NREL: New Data Set Quantifies How and When Energy Is Used Across All Major U.S. Building Types and Climate Regions

Researchers at the U.S. Department of Energy’s (DOE’s) National Renewable Energy Laboratory (NREL) have released new end-use load profiles for the U.S. building stock, representing all major building types and climate regions.

The data set released today, in collaboration with Lawrence Berkeley National Laboratory and Argonne National Laboratory, is critical for utility planners, regulators, state energy offices, researchers, and building owners to understand ways to best manage energy use. For example, utilities spend $8 billion per year on energy efficiency, often without knowing whether they are helping or hurting the balance of supply and demand on the electric grid. End-use load profiles can identify which efficiency measures are most valuable to the grid or which energy-consuming activities can be shifted to different times of the day to reduce peak loads that drive utility costs, reduce customer bills, and use clean, renewable energy sources when available.

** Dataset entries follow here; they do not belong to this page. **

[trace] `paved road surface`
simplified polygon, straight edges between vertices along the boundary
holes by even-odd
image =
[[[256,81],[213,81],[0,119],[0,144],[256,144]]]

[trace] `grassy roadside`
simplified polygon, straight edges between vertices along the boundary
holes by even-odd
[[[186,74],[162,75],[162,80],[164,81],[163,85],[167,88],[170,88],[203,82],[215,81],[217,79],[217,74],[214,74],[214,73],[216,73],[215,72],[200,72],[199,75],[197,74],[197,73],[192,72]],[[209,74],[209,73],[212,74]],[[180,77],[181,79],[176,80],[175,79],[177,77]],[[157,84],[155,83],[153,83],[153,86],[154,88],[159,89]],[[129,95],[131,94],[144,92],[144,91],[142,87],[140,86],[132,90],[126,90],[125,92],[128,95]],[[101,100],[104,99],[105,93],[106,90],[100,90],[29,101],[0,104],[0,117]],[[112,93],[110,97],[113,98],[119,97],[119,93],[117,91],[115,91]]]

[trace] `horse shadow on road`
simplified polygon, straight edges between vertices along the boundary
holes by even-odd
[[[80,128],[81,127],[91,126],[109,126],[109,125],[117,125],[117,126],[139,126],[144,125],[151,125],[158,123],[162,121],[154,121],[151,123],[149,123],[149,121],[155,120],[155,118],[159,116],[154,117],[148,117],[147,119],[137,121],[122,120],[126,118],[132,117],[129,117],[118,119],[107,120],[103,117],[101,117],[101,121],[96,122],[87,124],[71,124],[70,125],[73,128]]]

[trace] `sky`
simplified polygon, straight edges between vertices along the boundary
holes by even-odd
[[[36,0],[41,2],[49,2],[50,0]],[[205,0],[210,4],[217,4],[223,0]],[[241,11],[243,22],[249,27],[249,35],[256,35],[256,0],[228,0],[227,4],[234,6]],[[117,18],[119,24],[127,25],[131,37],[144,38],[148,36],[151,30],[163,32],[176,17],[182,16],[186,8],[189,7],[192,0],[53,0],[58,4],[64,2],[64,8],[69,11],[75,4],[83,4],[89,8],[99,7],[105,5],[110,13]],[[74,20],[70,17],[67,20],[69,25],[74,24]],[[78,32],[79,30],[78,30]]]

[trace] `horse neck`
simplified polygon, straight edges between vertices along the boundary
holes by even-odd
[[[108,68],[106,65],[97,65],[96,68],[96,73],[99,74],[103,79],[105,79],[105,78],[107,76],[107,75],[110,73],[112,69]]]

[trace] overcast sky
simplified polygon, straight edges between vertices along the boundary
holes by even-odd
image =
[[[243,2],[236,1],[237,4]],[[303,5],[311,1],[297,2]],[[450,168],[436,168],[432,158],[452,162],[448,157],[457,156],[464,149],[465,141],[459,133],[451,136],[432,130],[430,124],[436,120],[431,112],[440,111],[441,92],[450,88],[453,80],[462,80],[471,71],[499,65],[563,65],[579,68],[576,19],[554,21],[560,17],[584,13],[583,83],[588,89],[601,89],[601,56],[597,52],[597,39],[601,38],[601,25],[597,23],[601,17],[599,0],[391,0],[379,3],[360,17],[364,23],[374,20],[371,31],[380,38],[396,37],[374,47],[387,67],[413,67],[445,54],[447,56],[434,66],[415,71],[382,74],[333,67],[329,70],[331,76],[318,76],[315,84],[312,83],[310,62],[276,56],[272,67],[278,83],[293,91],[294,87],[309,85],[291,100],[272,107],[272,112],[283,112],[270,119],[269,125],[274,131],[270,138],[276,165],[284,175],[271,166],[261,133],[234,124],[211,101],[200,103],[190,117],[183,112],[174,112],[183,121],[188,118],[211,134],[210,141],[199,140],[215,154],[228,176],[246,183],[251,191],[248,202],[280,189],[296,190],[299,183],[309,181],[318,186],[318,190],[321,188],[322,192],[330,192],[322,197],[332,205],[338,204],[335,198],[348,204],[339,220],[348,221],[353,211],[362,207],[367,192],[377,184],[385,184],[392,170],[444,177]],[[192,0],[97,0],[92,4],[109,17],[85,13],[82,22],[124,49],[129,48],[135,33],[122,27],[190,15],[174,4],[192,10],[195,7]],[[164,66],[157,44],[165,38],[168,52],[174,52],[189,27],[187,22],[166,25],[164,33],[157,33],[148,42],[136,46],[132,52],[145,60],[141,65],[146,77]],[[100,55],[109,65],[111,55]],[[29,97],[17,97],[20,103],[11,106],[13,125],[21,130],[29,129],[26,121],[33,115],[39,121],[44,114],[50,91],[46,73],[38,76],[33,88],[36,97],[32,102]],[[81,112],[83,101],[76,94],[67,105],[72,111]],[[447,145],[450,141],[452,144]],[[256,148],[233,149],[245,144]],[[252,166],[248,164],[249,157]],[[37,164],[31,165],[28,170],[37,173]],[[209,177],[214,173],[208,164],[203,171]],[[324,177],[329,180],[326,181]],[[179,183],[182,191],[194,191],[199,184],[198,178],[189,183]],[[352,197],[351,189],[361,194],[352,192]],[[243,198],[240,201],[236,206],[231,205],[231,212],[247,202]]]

“Three years of research and collaboration has culminated in a publicly available data set of calibrated and validated synthetic load profiles for U.S. residential and commercial buildings,” said Eric Wilson, NREL senior research engineer in the Building Technologies and Science Center. “Beyond that, the validated ResStock™ and ComStock™ models will be available to estimate energy efficiency and demand response savings load shapes for existing and emerging technologies, which is huge for understanding the impacts of technology deployment.”

Researchers worked with partners such as utilities, regional energy-efficiency organizations, program administrators, and a large technical advisory group to use anonymized hourly load data from 11 utilities and more than 2.3 million electric meters. The data informed updates to hundreds of model inputs that significantly improved the models’ accuracy and usefulness.

“A big part of achieving ambitious energy goals is improving electric grid flexibility,” said David Nemtzow, DOE’s Building Technologies Office director. “This includes shifting electric demand to align with grid needs, which is why accurate and accessible electricity end-use load profiles are essential to reducing and shifting energy use in ways that achieve net-zero emissions, economy-wide, by no later than 2050.”

The end-use load profiles are available in three formats: via a web viewer, as downloadable spreadsheets, and in a detailed format that can be queried with big-data tools. Building energy modelers will also be able to access the OpenStudio® model input files for their own analyses. For utility providers, these resources can be used to estimate the value of energy efficiency, demand response, and other distributed energy resources for a wide range of timescales. Such analysis will guide utility resource and distribution system planning, research and development prioritization, and state and local energy planning and regulation. Additionally, the calibrated models can be a foundation to develop end-use savings shapes that quantify on an hourly basis the difference in energy consumption between a baseline building and a building with an energy-efficiency, electrification, or demand-flexibility measure applied.